The transcriptional regulation of sFLT1 (A) and MX-1 (B) in HUVECs following treatment with recombinant IFN-α and sFlt1 was analyzed by q-RT PCR. HUVECs were incubated for 6 h with no treatment (None), IFN-α (100 U/ml), sFlt1 (5 ng/ml) or both proteins. The fold of gene expression was calculated using ΔΔCt normalized to the housekeeping gene GAPDH and to the baseline condition without treatment. Results represent the mean ± standard error of fold-gene expression of at least 5 different experiments; *:p<0.05 by two-tailed Wilcoxon matched-pairs signed rank test.

Figure 4. HTR8 cells stabilize HEEC tubes over time

HEEC cells were seeded in matrigel overnight to allow tube formation. Media was then removed from the wells and replaced with or without the first trimester extravillous trophoblast cell line, HTR8. After 24hrs, in absence of HTR8 cells, HEEC tubes are established. However, by 48hrs, the HEEC tubes begin to destabilize and by 72hrs they are mostly disintegrated.

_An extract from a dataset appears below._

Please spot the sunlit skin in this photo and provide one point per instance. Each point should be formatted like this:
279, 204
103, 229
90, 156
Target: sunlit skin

In contrast, in the presence of HTR8 cells, the tube structures are maintained over 72hrs, and increase in size as the trophoblast cells remodel the endothelium.

Figure 5. Effect of IFN-α and sFlt1 on endothelial-trophoblast interactions

HTR8 cells were added to HEEC tube cultures in the presence of no treatment (NT), IFN-α (100U/ml), sFlt1 (5ng/ml) or both (IFN-α + sFtl-1) and cultured for 24hrs. (A) HEEC (red)-HRT8 (green) interactions were visualized by fluorescent microscopy. Images are from one representative experiment. Co-localization of the cells is seen as yellow. (B) Bar chart shows the % inhibition of the number of tubes per field expressed as the mean ± SEM relative to the NT control from 4 independent experiments. For NT controls, the number of tubes was 18.1 ± 1.0. *p<0.05 by ANOVA with Bonferroni correction.